His fortunes took a turn for the better in 1919 when the millionaire chemist and organ aficionado Arthur Hudson Marks (1874-1939) bought the controlling interest in the company, and reorganized, streamlined, and capitalized the entity as the Skinner Organ Company.  Skinner made a trip in the 1920s to the factory of Henry Willis III in England to study new ideas in the tonal designs of organs.  When he returned home, he incorporated many of these ideas into his organ building.

In 1927, G. Donald Harrison, an outstanding employee of Henry Willis’, was hired by Marks to help Skinner improve the tonal design of his organ.  Skinner welcomed the younger man into his company, but the good relations did not endure.  In 1930, tensions between the two men were rife.  The stock market crash the previous year did little for the company fortunes as well; sales fell from $1.4 million in 1928 to only $604,000 in 1931.

Skinner sold his stock in the company in 1930 and planned to start a rival organ building firm.  Fearing the potential negative effect of such a move, Marks and his board offered Skinner $5,000 per year for five years to do little except keep his association with the Company.  When the agreement ended, Skinner left the company to found his own with his son Richmond.

The new firm built a large organ for the National Cathedral in Washington, DC, in 1937 as well as several other new and many rebuilt instruments.  By 1949, Ernest completely retired from the organ business.  The organ building business had completely changed and Skinner was decidedly out of favor.  Sadly, many of his masterpieces were replaced with more fashionable instruments that represented what was in favor at the time.  Skinner’s wife, Mabel, died in 1951.  He lived on to the age 94, dying in 1960.

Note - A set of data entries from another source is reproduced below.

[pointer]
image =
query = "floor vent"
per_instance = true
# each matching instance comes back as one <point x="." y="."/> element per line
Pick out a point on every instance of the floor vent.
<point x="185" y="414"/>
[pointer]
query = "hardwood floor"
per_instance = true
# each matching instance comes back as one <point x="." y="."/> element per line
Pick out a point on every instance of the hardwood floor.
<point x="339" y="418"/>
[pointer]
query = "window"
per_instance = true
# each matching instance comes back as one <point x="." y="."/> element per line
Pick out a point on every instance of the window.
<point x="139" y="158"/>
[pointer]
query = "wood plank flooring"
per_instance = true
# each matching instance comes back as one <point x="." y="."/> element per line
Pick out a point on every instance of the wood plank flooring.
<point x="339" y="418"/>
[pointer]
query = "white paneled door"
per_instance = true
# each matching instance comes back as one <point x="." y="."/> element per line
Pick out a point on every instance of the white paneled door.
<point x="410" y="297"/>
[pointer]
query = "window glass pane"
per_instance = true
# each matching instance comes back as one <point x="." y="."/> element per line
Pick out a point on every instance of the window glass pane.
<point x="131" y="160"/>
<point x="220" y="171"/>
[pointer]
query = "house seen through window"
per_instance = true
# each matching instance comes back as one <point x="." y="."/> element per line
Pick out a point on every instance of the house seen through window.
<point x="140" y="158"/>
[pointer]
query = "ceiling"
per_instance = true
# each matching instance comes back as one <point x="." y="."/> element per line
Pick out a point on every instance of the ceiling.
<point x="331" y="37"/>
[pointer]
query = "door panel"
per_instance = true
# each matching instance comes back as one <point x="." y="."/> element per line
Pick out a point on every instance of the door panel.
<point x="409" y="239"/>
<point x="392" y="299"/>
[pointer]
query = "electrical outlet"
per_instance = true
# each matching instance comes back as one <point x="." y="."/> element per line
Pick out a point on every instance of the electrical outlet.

Today many of Skinner's organs have been or are being painstakingly restored to their former Skinner glory. The Skinner organ in Severance Hall in Cleveland just recently underwent such a transformation.  One of the most carefully maintained Skinner organ is at Woolsley Hall at Yale.  Today he is recognized as one of the leading organ builders in the United States, fully living up to the epitaph on his gravestone at Woodland Cemetery: “Great American Organ Builder.”